Stepping back and looking independently at what has happened at Emory, I can imagine how the discussion of curricular restructuring might have happened. I can imagine regular consultation not only with GovCom and the Standing Committees, but with the chairs and directors, the Humanities, Science, Social Science and Arts Councils, departmental planning sessions, and not least, direct address to the full faculty. Such a process would have surely been intensive and difficult, but would have been fair, following both the letter and spirit of the bylaws, and the principles of shared governance.
With the vote to uphold the botched report of the Grievance Committee, it appears that a great many members of the faculty share no such vision. They apparently believe that secrecy, non-transparency, and pettifogging denial of due process for aggrieved members of the faculty are in the best interests of the institution.

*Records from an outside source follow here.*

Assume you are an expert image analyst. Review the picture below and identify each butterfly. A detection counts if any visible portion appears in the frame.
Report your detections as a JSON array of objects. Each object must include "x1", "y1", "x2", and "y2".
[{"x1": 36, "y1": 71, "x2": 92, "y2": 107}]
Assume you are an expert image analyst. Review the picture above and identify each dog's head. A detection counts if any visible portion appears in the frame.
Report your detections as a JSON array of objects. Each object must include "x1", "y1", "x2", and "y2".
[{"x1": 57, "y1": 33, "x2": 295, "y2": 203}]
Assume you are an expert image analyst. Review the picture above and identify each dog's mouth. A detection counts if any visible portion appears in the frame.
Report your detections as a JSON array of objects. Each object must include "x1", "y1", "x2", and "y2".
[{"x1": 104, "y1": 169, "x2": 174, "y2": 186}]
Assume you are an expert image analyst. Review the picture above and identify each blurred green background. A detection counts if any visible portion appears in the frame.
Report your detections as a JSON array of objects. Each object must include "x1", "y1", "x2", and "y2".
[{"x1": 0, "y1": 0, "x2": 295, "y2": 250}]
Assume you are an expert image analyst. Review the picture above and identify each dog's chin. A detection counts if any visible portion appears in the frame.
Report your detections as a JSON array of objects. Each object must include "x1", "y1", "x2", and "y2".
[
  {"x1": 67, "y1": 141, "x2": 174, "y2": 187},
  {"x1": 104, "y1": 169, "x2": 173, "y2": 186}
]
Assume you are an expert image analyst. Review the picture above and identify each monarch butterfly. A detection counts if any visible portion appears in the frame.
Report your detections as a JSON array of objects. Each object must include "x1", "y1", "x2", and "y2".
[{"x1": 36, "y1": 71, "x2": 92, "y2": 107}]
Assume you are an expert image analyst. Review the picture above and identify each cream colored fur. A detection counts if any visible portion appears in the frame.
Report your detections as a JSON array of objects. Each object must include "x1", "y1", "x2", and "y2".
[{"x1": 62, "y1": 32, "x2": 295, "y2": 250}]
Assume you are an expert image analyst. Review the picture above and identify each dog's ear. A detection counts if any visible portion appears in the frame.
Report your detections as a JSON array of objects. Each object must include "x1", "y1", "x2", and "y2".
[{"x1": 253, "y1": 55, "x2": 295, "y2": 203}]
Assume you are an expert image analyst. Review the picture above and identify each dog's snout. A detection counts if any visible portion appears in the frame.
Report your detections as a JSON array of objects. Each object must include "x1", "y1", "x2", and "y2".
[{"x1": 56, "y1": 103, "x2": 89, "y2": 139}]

Their victory in the faculty meeting of September 25 opens the door for the administration to pursue whatever predatory agenda it wants with impunity.
I see things differently. Whatever differences have become evident through the tumult of the last year, effective and robust shared governance is essential to us all. Likewise, a non-functional grievance mechanism is a serious matter for everyone, especially when the issue pertains to fundamental bylaws violations.
Jason Francisco is an associate professor in the Visual Arts Department.